La transaction, annoncée lundi, s’élève à 22 millions d’euros. La plus grande partie du site et des installations sera reprise par le papetier Double A, basé à Hong Kong, et par le producteur d’électricité et de chaleur français Neoen, filiale du groupe Direct Energie, qui prévoit de relancer la centrale biomasse fournissant l’énergie aux installations.

Le président du conseil général, Jean-Louis Destans (PS), a évoqué une “prise de contrôle temporaire” et pas une “nationalisation”, comme il en fut beaucoup question pour le site ArcelorMittal de Florange, en Moselle.

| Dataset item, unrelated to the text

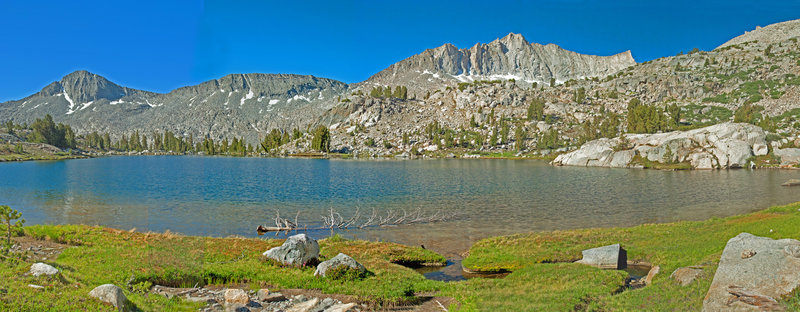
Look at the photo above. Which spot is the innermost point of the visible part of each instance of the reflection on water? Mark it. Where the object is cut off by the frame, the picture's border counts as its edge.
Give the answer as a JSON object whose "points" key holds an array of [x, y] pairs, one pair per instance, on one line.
{"points": [[231, 196]]}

En août, les discussions traînaient en longueur entre le propriétaire du site, le groupe finlandais M-Real, et les deux candidats à la reprise, Double A et Neoen. “C’était compliqué de faire vendre par M-Real et de faire acheter par Double A et Neoen”, se souvient le préfet de l’Eure, Dominique Sorain.

Le conseil général, qui suivait ce conflit depuis l’annonce de la fermeture du site au printemps 2011 et qui avait réclamé à une époque “l’expropriation” de M-Real, est alors intervenu pour tenter de débloquer la situation. “Le parti que nous avons pris avec le préfet était d’entrer directement dans les négociations pour pouvoir peser et pas simplement servir de médiateur”, a expliqué M. Destans.

Au terme de plusieurs mois de discussions discrètes, les élus du département sont parvenus à emporter l’adhésion du papetier finlandais, réticent au départ à l’idée de vendre le site à un concurrent. “Le projet de reprise était devenu global pour M-Real, qui avait de surcroît la garantie de la signature d’une collectivité publique”, a souligné Eric Lardeur, délégué CFDT.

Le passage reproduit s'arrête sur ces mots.